The current speculation is that lipid membranes per se are not related to the ion exchange process. Proteins embedded within the membrane structure move the ions.

What Else?

Curiously, many biomacromolecules posses a three dimensional shape and these shapes are modified by pressure. Many animals will die if brought up to the surface from very deep depths. It is likewise thought that animals from the surface would eventually reach a point when pressure would begin to affect the structural integrity of the molecules. For example, raw eggs lowered to 10,000 feet in the ocean and brought up appear as if they were hard boiled. This is an example of denaturation and something similar would doubtlessly occur to a hapless diver making such an excursion.

Dr Deco :doctor:

References :book2:

Cullen S, Gross E. The anesthetic properties of xenon in animals and human beings, with additional observations on krypton. Science 1951; 113:580-582.

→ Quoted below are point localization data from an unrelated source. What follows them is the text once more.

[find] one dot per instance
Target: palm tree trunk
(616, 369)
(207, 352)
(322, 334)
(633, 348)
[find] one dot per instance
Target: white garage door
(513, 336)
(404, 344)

Franks N, Lieb W. Molecular and cellular mechanisms of general anaesthesia. Nature 1994; 367:607-614.

Koblin D. Mechanisms of Action In: R. D. Miller, ed. Anesthesia. 5th ed. Philadelphia: Churchill Livingston, 2000; 48-73.

Mullins L. Some physical mechanisms in narcosis. Chem Rev 1954; 54:289-323.

Miller K, Paton W, Smith R, et al. The pressure reversal of general anesthesia and the critical volume hypothesis. Mol Pharmacol 1973; 9:131-143.

MR Powell. The Role of the Noble Gas Series in Molecular Pharmacology, In: A Guide to Molecular Pharmacology-Toxicology, Vol. II. Chapter 13. [R.M. Featherstone, ed.], Marcel Dekker, New York, (1973).
 
If I understand this correctly, when we mix up a batch of tri-mix, we are doing so to reduce the partial pressure of Nitrogen at the target depth to reduce narcosis. We are also reducing the partial pressure of Oxygen at the target depth to reduce the chances of Oxygen toxicity. In the prosess we add Helium to the mixture, and this Helium is then offering a further 'sobering' effect on us by acting as an anti-narcotic drug of sorts when under pressure?

Would this mean that our calculations for trimix will be modified in the future to account for this, resulting in less Helium needed to acheive the same reduced narcosis? Or am I jumping to conclusions here?